When both vehicles are fully staged, the starter will activate the Tree, and each racer will focus on the three large amber lights that correspond to the driver’s lane.
Amber Lights
Amber lights are the next to light up. All three amber lights will flash simultaneously, followed four-tenths of a second later by the green light (a Pro Tree), or the three bulbs will flash consecutively five-tenths of a second apart, followed five-tenths later by the green light (a Sportsman Class Tree). The NHRA began using LED amber lights on the Christmas Tree before the 2003 season. They replaced the incandescent lights, because the massive vibrations from the 11,000-horsepower Top Fuel dragsters and Funny Cars burned out the bulbs too easily.
Green Lights
The green light means “Action!” Once the green light flashes, the driver is free to take off, although racers will say if one waits for green, he’s late. Drivers hope for a green-light start, because that means he hasn’t disqualified himself by leaving the line too early. That infraction is indicated by a red light.
Red Lights
The red light will flash in a fouled-out driver’s lane when the car leaves the starting line too early or in some cases is staged too deep in the beams.

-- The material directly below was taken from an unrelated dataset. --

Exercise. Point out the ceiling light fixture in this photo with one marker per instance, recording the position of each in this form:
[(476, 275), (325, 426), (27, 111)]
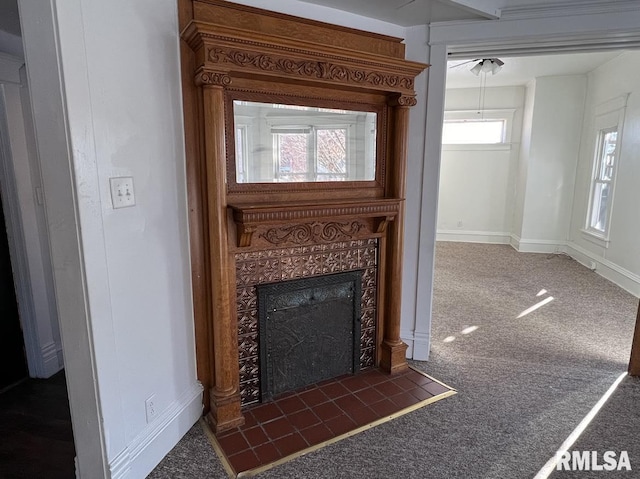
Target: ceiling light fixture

A perfect reaction time is .000 seconds.
The system records each driver’s elapsed time and speed for each run. As soon as a car leaves the staging beams, it activates an E.T. clock, which stops when the vehicle reaches the finish line. The start-to-finish clocking is the elapsed time. Incremental times and speeds are recorded at intervals along the course: at the 60-, 330-, 660-, 1,000-, and quarter-mile marks. For Top Fuel and Funny Car racers, the finish line is at 1,000 feet. For all other NHRA classes, pro and sportsman alike, the quarter-mile marks the finish line. Winners are determined by elapsed time.
Since 1984, the NHRA officially uses CompuLink timing systems at venues on the professional drag- racing circuit (including the Christmas Tree, control units, timing sensors, cables, program software and time-slip printer).